In general, OR obviously consumes more resources on the chain, and therefore it can reach the expansive ceiling faster than StR.

Generalized Expenditure (the more STARKs are used, the better)

People often compare the general computing expenses of VP and OR: that is, what additional work does two different systems need to do for a given off-chain computing task? In the following we will start around StarkWare's STARK, because this is the VP framework we currently apply.

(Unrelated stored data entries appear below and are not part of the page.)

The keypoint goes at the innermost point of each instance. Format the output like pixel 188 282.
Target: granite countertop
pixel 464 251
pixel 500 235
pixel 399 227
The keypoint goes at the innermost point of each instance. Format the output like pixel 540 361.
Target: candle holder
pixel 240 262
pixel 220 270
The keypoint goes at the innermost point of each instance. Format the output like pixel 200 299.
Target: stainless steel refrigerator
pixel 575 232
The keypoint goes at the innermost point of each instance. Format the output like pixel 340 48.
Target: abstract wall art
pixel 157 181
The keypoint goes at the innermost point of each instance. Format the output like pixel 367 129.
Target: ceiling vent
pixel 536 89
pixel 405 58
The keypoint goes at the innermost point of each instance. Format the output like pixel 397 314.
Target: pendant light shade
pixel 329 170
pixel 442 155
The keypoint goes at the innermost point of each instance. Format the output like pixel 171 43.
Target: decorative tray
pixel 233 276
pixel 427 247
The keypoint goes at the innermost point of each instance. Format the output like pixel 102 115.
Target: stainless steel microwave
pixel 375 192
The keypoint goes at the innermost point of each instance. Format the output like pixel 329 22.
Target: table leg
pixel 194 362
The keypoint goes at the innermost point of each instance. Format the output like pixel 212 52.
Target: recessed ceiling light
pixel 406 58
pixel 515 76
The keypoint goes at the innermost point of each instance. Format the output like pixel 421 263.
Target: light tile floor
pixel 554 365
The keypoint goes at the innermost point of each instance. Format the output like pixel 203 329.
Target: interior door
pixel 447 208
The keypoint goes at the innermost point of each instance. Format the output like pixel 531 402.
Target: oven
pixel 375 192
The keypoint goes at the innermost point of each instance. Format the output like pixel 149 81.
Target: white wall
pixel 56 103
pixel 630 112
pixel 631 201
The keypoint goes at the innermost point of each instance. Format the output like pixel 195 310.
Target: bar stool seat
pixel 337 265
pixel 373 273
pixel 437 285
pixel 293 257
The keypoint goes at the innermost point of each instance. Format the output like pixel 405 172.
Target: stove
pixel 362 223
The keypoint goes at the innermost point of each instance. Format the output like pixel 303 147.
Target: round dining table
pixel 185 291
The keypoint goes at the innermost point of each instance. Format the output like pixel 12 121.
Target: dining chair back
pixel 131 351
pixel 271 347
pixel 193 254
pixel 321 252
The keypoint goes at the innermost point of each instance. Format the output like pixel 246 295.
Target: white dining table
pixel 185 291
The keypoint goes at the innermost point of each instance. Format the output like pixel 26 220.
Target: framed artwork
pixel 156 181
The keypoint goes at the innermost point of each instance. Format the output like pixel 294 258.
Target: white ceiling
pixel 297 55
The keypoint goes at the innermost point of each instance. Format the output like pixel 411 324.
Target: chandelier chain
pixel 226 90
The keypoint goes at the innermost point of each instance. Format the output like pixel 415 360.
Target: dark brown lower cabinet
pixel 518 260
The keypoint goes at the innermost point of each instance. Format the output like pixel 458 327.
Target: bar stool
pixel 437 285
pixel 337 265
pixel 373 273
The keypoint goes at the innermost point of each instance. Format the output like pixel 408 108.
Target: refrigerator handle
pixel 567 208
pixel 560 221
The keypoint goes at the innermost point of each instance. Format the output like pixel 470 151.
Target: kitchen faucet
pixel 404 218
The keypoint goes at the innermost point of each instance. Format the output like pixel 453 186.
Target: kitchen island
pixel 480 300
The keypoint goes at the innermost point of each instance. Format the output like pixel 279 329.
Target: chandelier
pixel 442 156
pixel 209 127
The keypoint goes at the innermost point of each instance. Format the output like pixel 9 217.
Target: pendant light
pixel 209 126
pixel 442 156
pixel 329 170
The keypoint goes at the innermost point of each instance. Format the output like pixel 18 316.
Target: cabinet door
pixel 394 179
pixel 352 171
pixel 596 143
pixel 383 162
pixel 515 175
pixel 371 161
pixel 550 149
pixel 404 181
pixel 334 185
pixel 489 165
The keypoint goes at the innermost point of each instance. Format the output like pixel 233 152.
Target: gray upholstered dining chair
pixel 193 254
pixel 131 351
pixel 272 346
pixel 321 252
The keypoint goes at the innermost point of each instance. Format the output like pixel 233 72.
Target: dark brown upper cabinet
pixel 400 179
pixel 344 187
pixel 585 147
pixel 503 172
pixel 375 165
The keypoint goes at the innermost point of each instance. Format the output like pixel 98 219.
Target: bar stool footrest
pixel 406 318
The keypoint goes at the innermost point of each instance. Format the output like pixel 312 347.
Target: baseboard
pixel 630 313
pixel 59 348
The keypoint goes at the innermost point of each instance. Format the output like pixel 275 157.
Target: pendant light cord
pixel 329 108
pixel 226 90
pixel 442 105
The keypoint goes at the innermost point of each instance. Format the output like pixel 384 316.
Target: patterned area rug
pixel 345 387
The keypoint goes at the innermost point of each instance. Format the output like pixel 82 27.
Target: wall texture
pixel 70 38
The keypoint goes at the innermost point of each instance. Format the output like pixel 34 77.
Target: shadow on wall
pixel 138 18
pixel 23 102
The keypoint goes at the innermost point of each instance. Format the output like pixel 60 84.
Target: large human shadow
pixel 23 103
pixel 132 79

OR: Since 100 verifiers supervise each other can basically guarantee the correctness of the entire calculation, when it comes to OR, the number of verifiers is in the hundreds. At the verification stage, each validator needs to perform a calculation task again, so the cost of doing general calculations in OR is 100 times that of the original task.

It is necessary to explain that the smaller or more pre-assigned sets of validators, the easier it is for validators to collude with each other, or to be bribed or attacked by outside parties.

STARK: Since the computational cost of the verification process is negligible, it requires only one entity-the prover-to do a lot of calculations. How insignificant is the computational cost of verification? Now we can even use a simple smartphone to verify a large number of calculation results, so we can ignore the calculation consumption of verification. It is often said that the prover's computational cost is 10,000 times that of the original task because the proof consumes a lot of calculations to generate. But in fact, the calculation cost required by StR is only 100 times, so the additional calculation cost is roughly equal to the OR. The reason why StR's calculation cost is only 100 times is because of the following reasons:

  • For arithmetic / geometry operations, we have reached less than 100 times the computational expense. The Pedersen hash function currently applied only adds 20 times more computational cost than the original operation: that is, using STARK to prove the correctness of a Pedersen hash value is only 20 times slower than directly calculating Pedersen.
  • For operations that are known to be computationally expensive like SHA-256, we are trying to replace those functions with STARK-friendly operations. We are currently funded by the Ethereum Foundation to conduct these studies, and in the first quarter of 2020, many crypto bulls will submit to us their suggestions for alternatives. It is estimated that the STARK-friendly hash function is only 100 times slower than the direct calculation of some efficient hash algorithms (such as SHA-256).

Finally, many people call OR because it can be used in general computing and will support EVM code. VP does not have this feature. We are optimistic about using STARK in general purpose computing.

Thanks to Dan Robinson, John Adler and Vitalik Buterin for their feedback on this article.

¹ BLS is often considered an efficient aggregate signature mechanism. We believe that BLS will not only apply to this use case, as it is the best way to integrate multiple signatures into a single message. In the use case of OR, many messages need to be signed by the sender / sender of the transaction; and the verification of the BLS signature takes 10ms / signature (one pair of operations per message), which is not only the burden of the verifier (off-chain), The main chain also needs to handle this consumption when discriminating fraud.